While it is possible to be prepared for H7 in this way, the vaccination information is unlikely to affect the course of the competition significantly. The amount of data will be limited for several months -- only a few countries will be able to start their vaccination programs, vaccinate only a small subset of the population, and it will take several weeks for the vaccinations to become effective. The effect will probably first be seen in deaths and hospitalizations, and months later in the number of cases. By the time the competition concludes in February, vaccinations are just beginning to have a discernible effect.
However, there may be an opportunity to get an early understanding of such effects in some cases, and use the competition platform to demonstrate them. Since the competition allows specialization for particular regions, it may be possible to utilize vaccination information in a few selected regions to do better. For instance, UK started their vaccinations in early December; if their program progresses rapidly enough, data may exist on the first few stages by the time the prescriptor evaluation stage begins. At that point, it may be possible to retrain predictors for such regions with the latest H7 information before the end of Phase 2, and thus characterize and utilize their effect. Since H7 is likely to change within a few months, the evaluation horizon for such entries may be shortened.
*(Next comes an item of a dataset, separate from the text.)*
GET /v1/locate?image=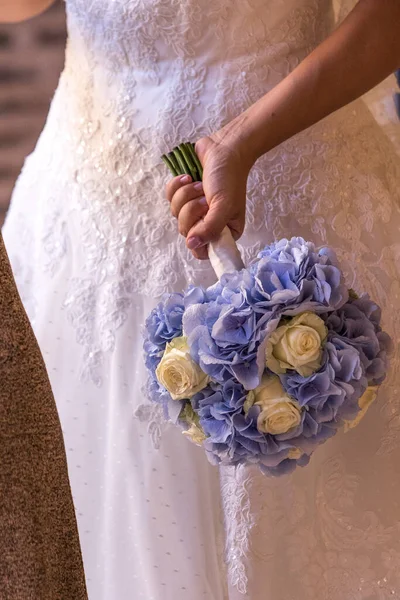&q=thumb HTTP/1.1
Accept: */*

If the opportunity arises quickly enough, such optional evaluations may be possible, allowing us to learn more from the competition, and thus preparing for possible deployments after the competition.
Note that the Pandemic Response Challenge is intended to encourage technologies that are helpful in not just intervention plan management of COVID-19, but future decision problems as well. The motivation for the competition includes being prepared for future pandemics, coping with other natural and manmade disasters, and even global warming. However, the most immediate such new decision problem is the second challenge mentioned above---how should the vaccination programs be designed to be maximally effective, with minimal cost? Different countries have different resources to carry out vaccination programs, regarding manufacturing, distribution, storage, and administration of the vaccines. They have different demographics, mobility, and culture, requiring different targeting, delivery mechanisms, and public information campaigns. Available vaccines will differ in cost, availability, and ease of distribution, and different countries will be implementing vaccinations at different times. The prescriptions may include public information campaigns, vaccination requirements and checks associated with different activities. Provided that the competition is successful, the winning technologies could be adapted for this second challenge. The context, action, and outcome variables may be different, but the same idea of learning to predict the outcomes, and using the predictions to learn prescriptions, still applies.
The world was unprepared for COVID-19, scrambling to contain and mitigate it, and that effort is still ongoing. However, we can already learn from it, and due to efforts like the Pandemic Response Challenge, should soon have the tools to do well in the vaccination phase of this pandemic.